Demographic metadata is not available for filtering Super Public data. So primary interaction filtering rules which use targets in the
fb.parent.author.* namespaces will not have Super Public stories indexed based on those specific filtering criteria. Sentiment is also not available for filtering or in the output.
All other metadata including topics, links, hashtags and VEDO tags are both used as filtering criteria for Super Public stories and returned in the output.
Category/Topic and Country/Region Pairs
Facebook Topics exist in a two-tier hierarchy. Every topic belongs to a single overarching category. In versions preceding PYLON 1.6, topics and their categories could only be analyzed separately. Because multiple topics are attached to each story based on the text, even when using analysis filters to restrict results to stories with topics in specific categories, topics on those stories may appear in analysis results which lie outside of the desired categories. To solve this, we are introducing new targets for interaction filtering and analysis, fb.topics.category_name and fb.parent.topics.category_name, which contain pipe-separated pairs of categories and their topics. This allows customers to sort and filter results by their categories for display. Similarly, we have introduced fb.author.country_region and fb.parent.author.country_region to allow filtering and analysis on country/region pairs. These targets are available now and populated on data indexed since November 11th.

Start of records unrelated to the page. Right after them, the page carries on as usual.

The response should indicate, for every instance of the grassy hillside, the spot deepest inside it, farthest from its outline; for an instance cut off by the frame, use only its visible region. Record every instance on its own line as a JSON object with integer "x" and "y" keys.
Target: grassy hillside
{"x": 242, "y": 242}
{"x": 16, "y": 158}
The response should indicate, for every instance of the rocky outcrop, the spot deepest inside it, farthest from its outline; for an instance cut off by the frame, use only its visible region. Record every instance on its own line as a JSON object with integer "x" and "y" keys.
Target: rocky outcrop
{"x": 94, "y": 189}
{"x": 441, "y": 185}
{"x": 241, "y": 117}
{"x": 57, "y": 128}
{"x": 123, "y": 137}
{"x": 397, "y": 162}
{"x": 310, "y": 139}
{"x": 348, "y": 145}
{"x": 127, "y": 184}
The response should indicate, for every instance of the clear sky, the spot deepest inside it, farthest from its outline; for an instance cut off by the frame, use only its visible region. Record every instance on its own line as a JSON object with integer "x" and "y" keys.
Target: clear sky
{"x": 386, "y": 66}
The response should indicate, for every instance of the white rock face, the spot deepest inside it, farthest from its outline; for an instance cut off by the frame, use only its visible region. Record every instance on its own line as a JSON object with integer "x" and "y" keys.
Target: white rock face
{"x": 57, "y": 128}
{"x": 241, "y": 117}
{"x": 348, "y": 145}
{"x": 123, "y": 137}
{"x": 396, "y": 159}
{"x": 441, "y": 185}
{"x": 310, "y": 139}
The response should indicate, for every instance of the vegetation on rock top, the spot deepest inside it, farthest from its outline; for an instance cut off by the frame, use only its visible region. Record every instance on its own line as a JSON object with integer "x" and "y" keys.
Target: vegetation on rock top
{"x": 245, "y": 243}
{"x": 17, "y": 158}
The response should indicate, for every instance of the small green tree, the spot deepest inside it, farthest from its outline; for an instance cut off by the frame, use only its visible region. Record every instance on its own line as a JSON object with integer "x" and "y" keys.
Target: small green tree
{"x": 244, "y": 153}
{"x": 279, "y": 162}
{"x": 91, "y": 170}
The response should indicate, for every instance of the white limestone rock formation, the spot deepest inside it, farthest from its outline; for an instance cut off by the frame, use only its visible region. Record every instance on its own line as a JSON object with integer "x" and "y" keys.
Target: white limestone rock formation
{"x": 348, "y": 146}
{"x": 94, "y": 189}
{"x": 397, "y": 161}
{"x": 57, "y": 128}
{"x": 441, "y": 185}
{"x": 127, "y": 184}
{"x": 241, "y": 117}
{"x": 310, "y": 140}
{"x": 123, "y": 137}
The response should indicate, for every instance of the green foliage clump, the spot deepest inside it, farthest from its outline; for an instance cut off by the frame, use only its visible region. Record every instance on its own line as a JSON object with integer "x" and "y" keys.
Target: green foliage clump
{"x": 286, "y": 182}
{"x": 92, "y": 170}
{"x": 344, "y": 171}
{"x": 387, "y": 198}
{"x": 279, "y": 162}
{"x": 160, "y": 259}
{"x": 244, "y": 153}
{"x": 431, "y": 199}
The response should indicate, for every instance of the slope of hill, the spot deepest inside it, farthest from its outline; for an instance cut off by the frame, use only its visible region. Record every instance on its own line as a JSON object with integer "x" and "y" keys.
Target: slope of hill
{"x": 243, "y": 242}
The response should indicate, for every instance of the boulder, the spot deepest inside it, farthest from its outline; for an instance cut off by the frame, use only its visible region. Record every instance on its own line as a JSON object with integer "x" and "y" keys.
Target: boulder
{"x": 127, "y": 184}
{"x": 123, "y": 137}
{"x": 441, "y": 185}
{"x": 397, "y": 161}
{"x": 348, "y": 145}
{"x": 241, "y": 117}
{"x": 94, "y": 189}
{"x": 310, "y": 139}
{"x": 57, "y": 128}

Get Recording Metadata Across All Identities
In versions preceding PYLON 1.6, the /pylon/get endpoint returned information only for recordings belonging to the identity performing the request. In order to make it easier for applications to understand usage across identities representing all of their end customers, in 1.6 DataSift will allow customers to retrieve information about recordings from all identities in requests authenticated with their account-level, as opposed to identity-level, DataSift account API key. That key is listed on your account page (login required). Pagination of results will generally be needed due to the volume of the response, and this is supported with cursor specification via the “page” parameter.
In PYLON 1.6, you will be able to receive email notifications to the address to which your PYLON user account is registered when your account reaches 50%, 90% and 100% of daily data volume capacity. To enable these notifications, you can change your notification settings here.
Topic Data Availability for Additional Countries
On November 10th, 2015, 25 new countries and territories were made available to all PYLON customers: Argentina (AR), Bolivia (BO), Brazil (BR), Chile (CL), Colombia (CO), Costa Rica (CR), Cuba (CU), Dominican Republic (DO), Ecuador (EC), El Salvador (SV), French Guiana (GF), Guadeloupe (GP), Guatemala (GT), Haiti (HT), Honduras (HN), Martinique (MQ), Nicaragua (NI), Panama (PA), Paraguay (PY), Peru (PE), Puerto Rico (PR), Saint Barthelemy (BL), Saint Martin (French Part) (MF), Uruguay (UY) and Venezuela (VE).
If you do not wish to have data from these countries flowing into your recording you should ensure that you are using CSDL to restrict data to specific countries of interest. For example, this rule restricts a recording to stories and engagements from people whose Current City listed on their profile is in Spain or Portugal:
fb.author.country_code in "ES, PT" or fb.parent.author.country_code in "ES, PT"
If you do not restrict data in your filters by country, you will receive data from all 82 countries currently available.